The decision in Menz v Wagga Wagga Show Society confirms the Courts application of the provisions of the Civil Liability Act 2002 in relation to the conduct of recreational activities.
The effect of this decision is that any person who might be injured in participating in a dangerous recreational activity has no entitlement to damages even if the injury is caused by the negligence of the organisation conducting the event, including a failure to follow its own rules.
It has become clear that the interpretation of a dangerous recreational activity is being widely applied and could incorporate activities including common recreational activities such as bike riding, motorbike riding, horse riding, riding for the disabled, football, netball, water skiing and similar such activities.

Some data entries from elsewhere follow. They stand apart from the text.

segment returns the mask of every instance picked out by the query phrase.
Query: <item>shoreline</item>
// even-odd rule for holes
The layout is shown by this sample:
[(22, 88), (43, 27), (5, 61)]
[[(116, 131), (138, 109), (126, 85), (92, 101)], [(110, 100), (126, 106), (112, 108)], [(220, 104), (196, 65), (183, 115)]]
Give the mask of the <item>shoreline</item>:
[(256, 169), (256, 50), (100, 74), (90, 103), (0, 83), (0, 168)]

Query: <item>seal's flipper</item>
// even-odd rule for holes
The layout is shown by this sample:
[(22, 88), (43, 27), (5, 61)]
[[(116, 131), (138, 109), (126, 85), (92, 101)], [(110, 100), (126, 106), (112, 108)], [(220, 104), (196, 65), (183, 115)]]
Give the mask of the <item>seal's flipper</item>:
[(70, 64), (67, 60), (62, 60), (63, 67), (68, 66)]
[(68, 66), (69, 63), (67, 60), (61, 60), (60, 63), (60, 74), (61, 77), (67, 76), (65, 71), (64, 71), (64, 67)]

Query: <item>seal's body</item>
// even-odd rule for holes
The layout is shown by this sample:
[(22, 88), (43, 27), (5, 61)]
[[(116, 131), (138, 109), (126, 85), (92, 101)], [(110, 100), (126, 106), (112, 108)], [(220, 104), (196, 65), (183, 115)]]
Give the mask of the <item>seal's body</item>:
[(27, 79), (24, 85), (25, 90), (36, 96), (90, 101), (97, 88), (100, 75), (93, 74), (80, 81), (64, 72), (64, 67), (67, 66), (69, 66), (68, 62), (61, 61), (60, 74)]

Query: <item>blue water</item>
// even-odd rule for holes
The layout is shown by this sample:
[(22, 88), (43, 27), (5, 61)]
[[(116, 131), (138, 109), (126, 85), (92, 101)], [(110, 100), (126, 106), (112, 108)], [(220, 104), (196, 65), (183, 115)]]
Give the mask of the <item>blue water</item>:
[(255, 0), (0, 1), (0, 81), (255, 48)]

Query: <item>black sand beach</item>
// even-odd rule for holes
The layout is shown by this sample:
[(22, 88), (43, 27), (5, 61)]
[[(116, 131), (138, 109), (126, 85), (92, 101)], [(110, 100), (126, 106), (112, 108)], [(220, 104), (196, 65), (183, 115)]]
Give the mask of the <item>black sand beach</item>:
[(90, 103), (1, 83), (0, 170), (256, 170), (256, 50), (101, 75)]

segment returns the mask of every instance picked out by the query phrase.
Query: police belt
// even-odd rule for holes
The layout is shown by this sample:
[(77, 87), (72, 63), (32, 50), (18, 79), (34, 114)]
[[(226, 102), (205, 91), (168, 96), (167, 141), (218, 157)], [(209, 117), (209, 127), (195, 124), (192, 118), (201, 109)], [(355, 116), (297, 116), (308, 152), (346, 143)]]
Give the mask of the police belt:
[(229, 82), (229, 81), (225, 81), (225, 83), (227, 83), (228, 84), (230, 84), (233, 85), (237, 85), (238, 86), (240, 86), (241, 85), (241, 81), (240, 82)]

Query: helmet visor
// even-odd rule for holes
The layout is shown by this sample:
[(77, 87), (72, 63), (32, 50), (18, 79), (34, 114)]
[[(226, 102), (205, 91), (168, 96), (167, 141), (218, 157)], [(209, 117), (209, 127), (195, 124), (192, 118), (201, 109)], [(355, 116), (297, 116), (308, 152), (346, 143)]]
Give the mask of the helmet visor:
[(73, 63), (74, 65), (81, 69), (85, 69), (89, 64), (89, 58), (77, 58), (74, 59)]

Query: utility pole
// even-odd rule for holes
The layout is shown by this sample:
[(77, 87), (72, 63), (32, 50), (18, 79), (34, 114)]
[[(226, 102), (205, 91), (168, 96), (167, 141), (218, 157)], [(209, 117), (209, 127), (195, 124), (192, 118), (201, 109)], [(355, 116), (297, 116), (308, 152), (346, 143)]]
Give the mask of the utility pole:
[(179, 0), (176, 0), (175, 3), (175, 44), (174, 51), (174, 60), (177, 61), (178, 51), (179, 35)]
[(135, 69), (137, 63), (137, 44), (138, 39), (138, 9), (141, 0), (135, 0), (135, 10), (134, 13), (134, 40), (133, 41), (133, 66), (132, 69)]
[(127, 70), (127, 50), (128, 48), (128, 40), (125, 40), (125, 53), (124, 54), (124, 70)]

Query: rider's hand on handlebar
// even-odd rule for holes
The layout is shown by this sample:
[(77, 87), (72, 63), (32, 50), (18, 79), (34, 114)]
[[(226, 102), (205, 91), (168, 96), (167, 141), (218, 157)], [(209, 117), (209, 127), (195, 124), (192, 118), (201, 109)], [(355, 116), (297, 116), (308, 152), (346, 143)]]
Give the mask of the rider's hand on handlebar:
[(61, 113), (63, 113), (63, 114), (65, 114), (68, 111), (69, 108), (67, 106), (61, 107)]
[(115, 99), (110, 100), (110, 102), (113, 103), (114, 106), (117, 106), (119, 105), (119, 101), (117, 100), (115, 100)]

This decision sends a clear message to participants in recreational activities that they ought obtain their own personal injury insurance including income protection insurance.
In effect, a participant in a recreational activity will have no entitlement to damages from the insurer of the organising committee in almost all circumstances. The effect of this position is that there is no incentive for organisers of recreational activities to be vigilant regarding the application of proper precautionary measures which one might expect during the conduct of such an activity.
The legislative changes which have led to this position were as a consequence of significant agitation by insurance companies to the government. Such insurers are now in a position where they continue to collect premiums in respect of public liability insurance relating to the conduct of such events and have little or no liability for any claim that might arise.
These recent decisions make it clear that the government ought urgently revisit this issue to protect community members who may be injured through no fault of their own whilst engaging in a recreational activity.